# Wild Bill - hes the Man!



## bagpipe (Sep 19, 2006)

I'm consistently struck by the informative postings of Wild Bill on this forum. He always takes the time to provide detailed, informative responses on a any question related to amps. Heres a few examples of what I'm talking about:

http://guitarscanada.com/Board/showthread.php?p=69683#post69683
http://guitarscanada.com/Board/showthread.php?p=69007#post69007
http://guitarscanada.com/Board/showthread.php?p=68869#post68869

I dont think he lives near me or I'd automatically be taking my amp to him for any work that needed doing. I wish was there was some other way to reward him for the effort he puts in here - may others just respond with one line responses to questions. There doesnt seem to be so in the meantime, heres a Waynes World "We're not Worthy" icon for Wild Bill:

:bow:


----------



## greco (Jul 15, 2007)

Wild Bill's posts/threads are ALWAYS very informative and humourous, to the extent that I'm printing all of his electronics "tutorials".

*Wild Bill *: I'm waiting for your electronic textbook to come out. Maybe there will be limited Tolexed edition. Please save me a copy.

Thanks, again, for all your help.

Dave


----------



## RIFF WRATH (Jan 22, 2007)

Not that this motion really needs to be seconded ,but,

I'l second that motion.

(geez, I hope he doesn't start charging us for his wealth of knowledge)

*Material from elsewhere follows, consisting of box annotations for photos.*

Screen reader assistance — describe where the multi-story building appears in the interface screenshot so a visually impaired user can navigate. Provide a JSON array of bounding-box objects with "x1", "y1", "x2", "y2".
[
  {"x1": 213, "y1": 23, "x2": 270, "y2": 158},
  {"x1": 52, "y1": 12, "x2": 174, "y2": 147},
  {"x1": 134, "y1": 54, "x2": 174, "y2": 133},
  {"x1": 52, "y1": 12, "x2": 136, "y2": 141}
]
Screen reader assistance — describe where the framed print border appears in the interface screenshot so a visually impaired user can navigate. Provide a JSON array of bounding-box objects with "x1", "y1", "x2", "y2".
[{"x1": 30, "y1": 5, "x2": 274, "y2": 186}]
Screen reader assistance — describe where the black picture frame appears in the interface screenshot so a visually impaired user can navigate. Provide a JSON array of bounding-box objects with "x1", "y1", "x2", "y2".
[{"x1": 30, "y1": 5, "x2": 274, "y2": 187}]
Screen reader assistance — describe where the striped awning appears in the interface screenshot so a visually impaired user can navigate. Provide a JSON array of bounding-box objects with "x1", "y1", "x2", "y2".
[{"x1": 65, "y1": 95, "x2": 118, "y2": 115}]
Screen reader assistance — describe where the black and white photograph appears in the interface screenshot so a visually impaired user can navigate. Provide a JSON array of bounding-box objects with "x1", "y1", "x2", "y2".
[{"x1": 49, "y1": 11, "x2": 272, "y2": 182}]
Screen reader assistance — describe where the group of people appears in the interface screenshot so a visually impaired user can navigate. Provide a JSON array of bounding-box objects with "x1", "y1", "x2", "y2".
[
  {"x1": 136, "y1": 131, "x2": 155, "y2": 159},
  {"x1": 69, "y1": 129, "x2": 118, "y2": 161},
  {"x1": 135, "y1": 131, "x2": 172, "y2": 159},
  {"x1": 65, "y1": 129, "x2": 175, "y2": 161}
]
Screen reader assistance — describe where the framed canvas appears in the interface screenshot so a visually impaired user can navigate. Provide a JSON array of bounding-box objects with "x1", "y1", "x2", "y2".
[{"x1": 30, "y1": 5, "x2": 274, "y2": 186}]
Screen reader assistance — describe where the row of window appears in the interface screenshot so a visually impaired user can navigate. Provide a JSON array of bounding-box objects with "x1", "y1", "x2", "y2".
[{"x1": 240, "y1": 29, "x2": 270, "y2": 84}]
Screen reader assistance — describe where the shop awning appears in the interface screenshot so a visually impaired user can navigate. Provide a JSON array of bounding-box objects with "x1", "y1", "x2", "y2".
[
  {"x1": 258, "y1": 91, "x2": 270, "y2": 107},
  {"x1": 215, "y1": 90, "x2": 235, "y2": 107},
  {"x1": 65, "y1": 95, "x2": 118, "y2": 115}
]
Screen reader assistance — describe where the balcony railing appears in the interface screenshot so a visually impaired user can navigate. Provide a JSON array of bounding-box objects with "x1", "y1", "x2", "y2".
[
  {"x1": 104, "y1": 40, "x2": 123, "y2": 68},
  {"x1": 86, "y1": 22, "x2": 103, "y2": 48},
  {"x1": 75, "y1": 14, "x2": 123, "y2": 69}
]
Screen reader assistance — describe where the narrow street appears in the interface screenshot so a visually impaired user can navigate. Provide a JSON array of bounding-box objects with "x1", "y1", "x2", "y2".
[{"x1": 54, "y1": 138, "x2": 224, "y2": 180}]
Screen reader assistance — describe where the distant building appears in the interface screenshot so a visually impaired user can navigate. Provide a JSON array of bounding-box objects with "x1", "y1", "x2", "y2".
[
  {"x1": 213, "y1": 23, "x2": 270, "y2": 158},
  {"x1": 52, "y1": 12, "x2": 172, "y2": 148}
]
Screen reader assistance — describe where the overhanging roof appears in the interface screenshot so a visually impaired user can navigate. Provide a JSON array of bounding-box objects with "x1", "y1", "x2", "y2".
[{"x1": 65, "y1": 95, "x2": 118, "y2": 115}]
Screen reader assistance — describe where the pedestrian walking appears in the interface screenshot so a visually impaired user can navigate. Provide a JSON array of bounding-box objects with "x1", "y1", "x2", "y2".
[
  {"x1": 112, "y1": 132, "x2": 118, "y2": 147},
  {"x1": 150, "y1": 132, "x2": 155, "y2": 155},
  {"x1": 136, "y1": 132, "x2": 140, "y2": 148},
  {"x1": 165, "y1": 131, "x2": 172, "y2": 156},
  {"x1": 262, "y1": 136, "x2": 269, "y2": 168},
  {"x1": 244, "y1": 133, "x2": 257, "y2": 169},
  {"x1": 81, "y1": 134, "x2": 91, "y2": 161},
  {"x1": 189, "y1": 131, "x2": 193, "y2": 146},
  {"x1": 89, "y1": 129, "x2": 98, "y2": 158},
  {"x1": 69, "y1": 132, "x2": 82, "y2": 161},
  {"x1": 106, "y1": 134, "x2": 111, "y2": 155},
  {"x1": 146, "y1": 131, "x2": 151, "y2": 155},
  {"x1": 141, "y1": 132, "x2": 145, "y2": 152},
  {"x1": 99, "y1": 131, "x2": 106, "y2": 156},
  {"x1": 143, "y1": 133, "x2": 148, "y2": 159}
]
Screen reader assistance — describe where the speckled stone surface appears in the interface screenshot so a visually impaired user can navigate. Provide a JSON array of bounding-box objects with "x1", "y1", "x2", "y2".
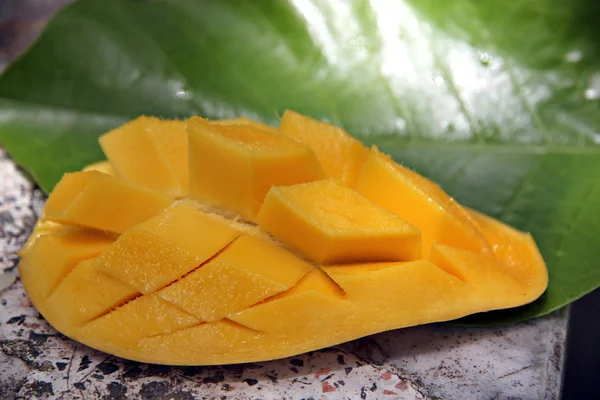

(there are a few other helpful amp tech contributors also)

cheers
RIFF


----------



## 55 Jr (May 3, 2006)

I'm a fan!

We are very lucky to have a guy like Bill around.

Thanks Bill!

Best regards,

Brian


----------



## greco (Jul 15, 2007)

:food-smiley-004:

TO ALL THE AMP TECHS THAT POST & HELP US

Dave


----------



## Jeff Flowerday (Jan 23, 2006)

Just moved the thread to the tech section, Bill's home away from home.


----------



## Geek (Jun 5, 2007)

Bill's always had great info and helped me as well. Cheers! :food-smiley-004:


----------



## Guest (Oct 19, 2007)

No one argues his point like Bill. I enjoy our debates immensely.


----------



## davetcan (Feb 27, 2006)

Not to mention the fact that he does killer work for reasonable prices. I'm 2 hours away but I'll never use anyone else as long as he's in business. :smilie_flagge17:


----------



## nonreverb (Sep 19, 2006)

Definitely one of the last old school tube guys...he's in the know. His comments are always informative and worded so that everyone from the layman on up can understand. I'm always interested to see what he has to say...cheers Bill :food-smiley-004:


----------



## Wild Bill (May 3, 2006)

nonreverb said:


> Definitely one of the last old school tube guys...he's in the know. His comments are always informative and worded so that everyone from the layman on up can understand. I'm always interested to see what he has to say...cheers Bill :food-smiley-004:



Aw, shucks! <shuffle feet while looking at the floor>

Glad to help! You can all pay me back in service work if you're close enough or else just play some blues!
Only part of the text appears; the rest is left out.